It looks like, as a Gigster developer, you would get 1%/total active Gigster developers. If there were 500 Gigster developers over that 1 to 5 year period, you'd get 1%/500 = 0.002% of a liquidity event depending on Gigster's weighting mechanism. If Gigster's equity stake was 20% in a company that exited for $100 million, you'd receive maybe $40,000 depending on how Gigster determines your weighted percentage.

It's not really even the same league as a 401k or pension, contrary to what the page says.

Calling it equity is a bit confusing. On the page it states at the top:

"Gigster Fund provides our freelancers with access to equity from Gigster and select companies in our client portfolio."

At the bottom it states with regards to owning equity:

"No. Direct equity ownership or indirect ownership through a limited partnership has complex tax & legal implications, and the SEC limits the number of shareholders a corporation may have which would make direct ownership impossible after a certain number of freelancers".

And

"No. Direct equity ownership or indirect ownership through a limited partnership has complex tax and legal implications. In the United States, for example, Gigsters would be required by law to be accredited investors."

2 comments

> 1%/500 = 0.002%

That would make it 0.00002

> Gigster's equity stake was 20% in a company that exited for $100 million, you'd receive maybe $40,000

So $400 not 40K. Even a 1 billion exit would only net you 4k, assuming your interpretation is correct.

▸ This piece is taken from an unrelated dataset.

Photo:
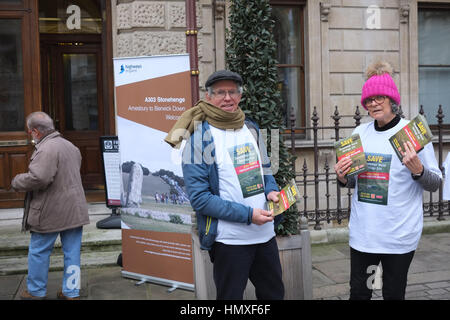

> If Gigster's equity stake was 20% in a company that exited for $100 million.

Gigster's stake is 20M. They share 1% with freelancers, which is 200K. You get 1/500th of this = $400. Amazingly generous!

How could they possibly get 20% of a company?
My guess: the type of company that would outsource development to Gigster is the type of company that would give up 20% of equity.

Or: the example scenario is too generous, which means a more probable payout would be even lower.

Yes. This is what I was thinking. What are they really giving to companies to deserve that kind of share?

AI engine or not, the only metric that matters are success stories.

Without it, all of these numbers are meaningless.